Sementara Agha melirik jamnya. Ia hendak pulang ke rumah. Namun menitip pesanan makanan duku untuk teman-temannya. Karena yang lain juga akan bubar usai magrib. Agha pamit lebih dulu biar masih sempat solat magrib berjamaah di masjid. Kemudian berjalan menuju parkiran. Seorang gadis terus menatap ke mana langkahnya pergi. Sudah berjam-jam ia ikut nongkrong bersama teman-temannya hanya agar dapat terus melihat Agha. Sosok yang sangat ia kagumi.
Teman-temannya tak tahu kenapa seorag gadis pemalu sepertinya mendadak ingin bergabung dengan BEM. Bukan kah terlalu aneh? Selama satu setengah tahun kuliah, ia adalah mahasiswa kupu-kupu. Yeah yang kuliah lalu pulang tanpa aktif di dalam organisasi manapun. Namun kali ini, mendadak memaksakan diri untuk bergabung. Padahal belum pernah punya pengalaman apapun di dalam organisasi. Sesuatu yang mengejutkan bukan? Hanya demi kekaguman yang tak bisa ditahan. Apakah benar-benar sebuah kekaguman? Atau kah menjadi sebuah cinta? Karena cinta juga bisa datang dari kekaguman yang tak disadari.
Sementara Agha sudah melajukan mobilnya. Cowok itu justru tampak santai meninggalkan area Pusgiwa. Ada keinginan dari hati untuk pamit akan perasaan pada Maira. Namun masih sulit. Karena sisi hatinya yang lain masih sangat ingin bertemu dengan gadis itu. Masih ingin mencari cara agar bisa melihatnya. Dan ini membuat Agha semakin gelisah. Ia benar-benar gamang. Bingung dengan tindakan dan pikiran yang sama sekali tak sinkron. Apalagi ketika berbicara tentang perasaan. Ini berat sekali. Ia tak pernah menghadapi hal semacam ini sebelumnya.

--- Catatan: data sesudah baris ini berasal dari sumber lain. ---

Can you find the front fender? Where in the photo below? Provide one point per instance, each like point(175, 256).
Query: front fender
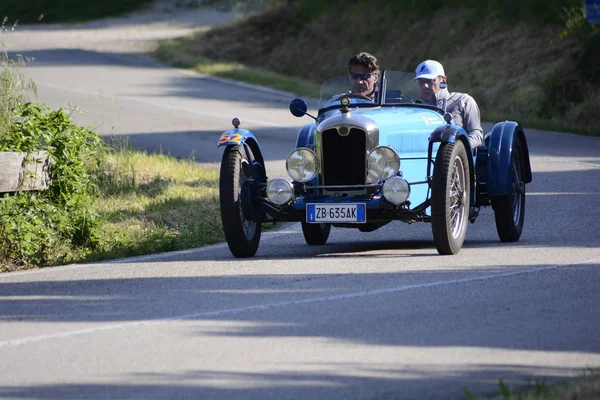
point(500, 145)
point(451, 134)
point(242, 137)
point(306, 136)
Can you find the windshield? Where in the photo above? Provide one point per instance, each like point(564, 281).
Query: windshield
point(393, 88)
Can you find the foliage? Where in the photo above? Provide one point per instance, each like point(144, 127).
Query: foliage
point(53, 11)
point(59, 224)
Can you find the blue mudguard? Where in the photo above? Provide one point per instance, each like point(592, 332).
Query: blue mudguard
point(306, 136)
point(451, 133)
point(500, 145)
point(241, 137)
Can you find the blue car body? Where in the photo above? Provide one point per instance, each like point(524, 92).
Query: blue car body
point(341, 138)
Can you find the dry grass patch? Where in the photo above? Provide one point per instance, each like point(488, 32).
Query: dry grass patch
point(155, 203)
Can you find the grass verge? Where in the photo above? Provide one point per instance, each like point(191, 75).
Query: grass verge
point(52, 11)
point(154, 203)
point(584, 387)
point(175, 53)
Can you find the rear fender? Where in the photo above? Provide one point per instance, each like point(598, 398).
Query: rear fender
point(500, 144)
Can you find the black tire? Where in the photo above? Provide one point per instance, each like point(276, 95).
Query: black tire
point(315, 234)
point(450, 197)
point(509, 211)
point(241, 232)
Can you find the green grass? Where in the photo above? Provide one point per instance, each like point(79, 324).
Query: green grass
point(584, 387)
point(54, 11)
point(155, 203)
point(172, 52)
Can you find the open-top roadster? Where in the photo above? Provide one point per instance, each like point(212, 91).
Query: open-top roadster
point(364, 162)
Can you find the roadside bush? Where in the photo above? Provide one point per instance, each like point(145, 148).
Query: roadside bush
point(56, 225)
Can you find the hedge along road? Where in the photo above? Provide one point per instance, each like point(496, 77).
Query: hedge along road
point(368, 316)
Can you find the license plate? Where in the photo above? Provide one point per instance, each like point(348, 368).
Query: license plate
point(317, 213)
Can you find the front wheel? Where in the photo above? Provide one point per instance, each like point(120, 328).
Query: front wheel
point(450, 197)
point(315, 234)
point(509, 211)
point(241, 219)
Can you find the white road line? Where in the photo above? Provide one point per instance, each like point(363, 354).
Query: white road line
point(161, 105)
point(261, 307)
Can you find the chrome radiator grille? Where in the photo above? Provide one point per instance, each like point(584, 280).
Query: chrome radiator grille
point(344, 157)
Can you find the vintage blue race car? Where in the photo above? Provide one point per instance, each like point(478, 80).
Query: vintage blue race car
point(366, 162)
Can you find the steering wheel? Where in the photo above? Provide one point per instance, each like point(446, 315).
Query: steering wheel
point(354, 96)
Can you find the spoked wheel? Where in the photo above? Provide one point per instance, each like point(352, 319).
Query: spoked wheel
point(241, 217)
point(450, 197)
point(509, 211)
point(316, 234)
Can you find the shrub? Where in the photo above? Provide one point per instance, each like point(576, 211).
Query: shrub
point(59, 224)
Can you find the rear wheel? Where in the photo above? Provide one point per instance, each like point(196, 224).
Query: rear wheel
point(450, 197)
point(241, 217)
point(509, 211)
point(316, 234)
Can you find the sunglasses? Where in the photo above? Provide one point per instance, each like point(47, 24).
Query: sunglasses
point(362, 77)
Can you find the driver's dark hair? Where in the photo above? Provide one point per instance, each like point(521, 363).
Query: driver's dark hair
point(366, 59)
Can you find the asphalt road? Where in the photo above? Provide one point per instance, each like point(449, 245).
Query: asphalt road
point(368, 316)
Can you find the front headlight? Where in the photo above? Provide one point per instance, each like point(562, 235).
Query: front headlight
point(383, 163)
point(396, 190)
point(302, 164)
point(280, 191)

"Yang tadi kan ya? Ganteng banget ya? Gila! Baru kali ini lihat dia di depan mata. Waktu yang terakhir itu cuma lihat punggungnya."
Cewek-cewek semakin heboh membicarakan Agha yang baru saja pergi. Arya dan Bani yang mendengar berbagai pembicaraan itu hanya bisa menggeleng-gelengkan kepala. Ya siapapun tahu betapa gantengnya Agha. Karismanya dipuji banyak perempuan. Ya Agha memang tampak sempurna. Orang-orang tak banyak yang tahu bagaimana kelemahan dan mungkin juga aibnya.
"Agha di mana-mana pada ngomongin Agha," celetuk Bani. Indra terbahak mendengar kata-kata frustasi itu. Sejak kampanye di fakultasnya, semakin banyak cewek yang mendekatinya juga hanya ingin tahu tentang Agha. Bani tentu tak menceritakan hal ini pada Agha. Menurutnya bukan sesuatu yang penting. Dan lagi, Agha pasti sudah tahu kalau cewek-cewek banyak yang mengaguminya. Namun tak ada yang berani mengambil tindakan lebih. Setidaknya sampai detik ini.
"Paling lewat lagi. Ya tahu lah, Agha sukanya sama siapa."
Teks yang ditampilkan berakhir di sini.